Conclusion: Patients with a pericardial localization of DLBCL should be assessed for a risk of cardiac tamponade if receiving CAR-T cell therapy and presenting CRS. In this case, cardiac tamponade seems directly related to CAR-T cell expansion. Pericardiocentesis should be considered as a feasible and effective treatment if the risk of bleeding is well controlled, in association with anti-IL6 and corticosteroids.

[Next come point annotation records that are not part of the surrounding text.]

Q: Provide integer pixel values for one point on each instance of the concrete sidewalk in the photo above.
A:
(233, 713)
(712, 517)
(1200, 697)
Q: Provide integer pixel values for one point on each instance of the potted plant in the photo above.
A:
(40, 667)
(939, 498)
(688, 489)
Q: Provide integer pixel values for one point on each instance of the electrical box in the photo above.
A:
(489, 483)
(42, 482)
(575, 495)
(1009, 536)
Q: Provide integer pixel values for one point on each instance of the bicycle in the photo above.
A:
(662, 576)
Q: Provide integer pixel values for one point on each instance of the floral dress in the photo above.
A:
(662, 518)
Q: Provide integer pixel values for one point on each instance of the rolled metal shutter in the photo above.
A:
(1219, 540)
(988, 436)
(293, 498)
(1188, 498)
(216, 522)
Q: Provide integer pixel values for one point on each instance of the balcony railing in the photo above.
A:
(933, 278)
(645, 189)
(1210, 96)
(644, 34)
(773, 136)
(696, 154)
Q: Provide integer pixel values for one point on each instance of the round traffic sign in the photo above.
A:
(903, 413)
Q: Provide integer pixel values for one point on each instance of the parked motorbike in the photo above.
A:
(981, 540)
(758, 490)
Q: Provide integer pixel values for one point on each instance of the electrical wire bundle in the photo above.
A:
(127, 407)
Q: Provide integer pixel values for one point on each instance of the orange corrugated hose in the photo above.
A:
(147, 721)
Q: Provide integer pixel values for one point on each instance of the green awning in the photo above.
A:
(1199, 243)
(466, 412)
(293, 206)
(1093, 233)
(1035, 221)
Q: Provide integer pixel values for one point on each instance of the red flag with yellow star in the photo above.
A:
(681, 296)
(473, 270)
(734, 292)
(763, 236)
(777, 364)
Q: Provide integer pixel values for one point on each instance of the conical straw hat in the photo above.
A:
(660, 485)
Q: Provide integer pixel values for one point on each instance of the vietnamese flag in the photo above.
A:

Keywords: CAR-T cell; CRS; ICU; cardiac tamponade; case report; pericardial effusion; pericarditis.

Figure 1

Positron emission tomography-computed tomography performed before CAR-T cell therapy showing multiple lymphoma lesions including in the pericardium (arrows).

Figure 2

Clinical course following CAR-T cell injection (A) and ICU admission (B). AF, atrial fibrillation; AP, arterial pressure; BT, body temperature; CRS, cytokine release syndrome; DAP, diastolic AP; HR, heart rate; ICANS, immune effector cell-associated neurotoxicity syndrome; ICU, intensive care unit; MAP, mean AP; SAP, systolic AP.

Figure 3

Electrocardiogram at ICU admission showing atrial fibrillation and right bundle branch block (A) and computed tomography performed after CAR-T cell therapy showing major circumferential pericardial effusion (arrows) (B).

Figure 4

Evolution of CAR-T cell absolute number (A) and percentage of total lymphocytes (B) following injection, in blood (blue dots and line) and in pericardial fluid (red dot). Flow cytometry analysis of blood (C) and pericardial fluid (D) according to size (SS INT LIN) and CD45 expression (CD45-KrOr). Black ovals represent lymphocyte population. The black rectangle represents lymphoma population only present in pericardial fluid. Among lymphocyte population, CAR-T cells were selected according to CD3 and CD19 Fc-biotine expression in blood (E) and pericardial fluid (F). Colors from blue to red indicate an increase in cell count.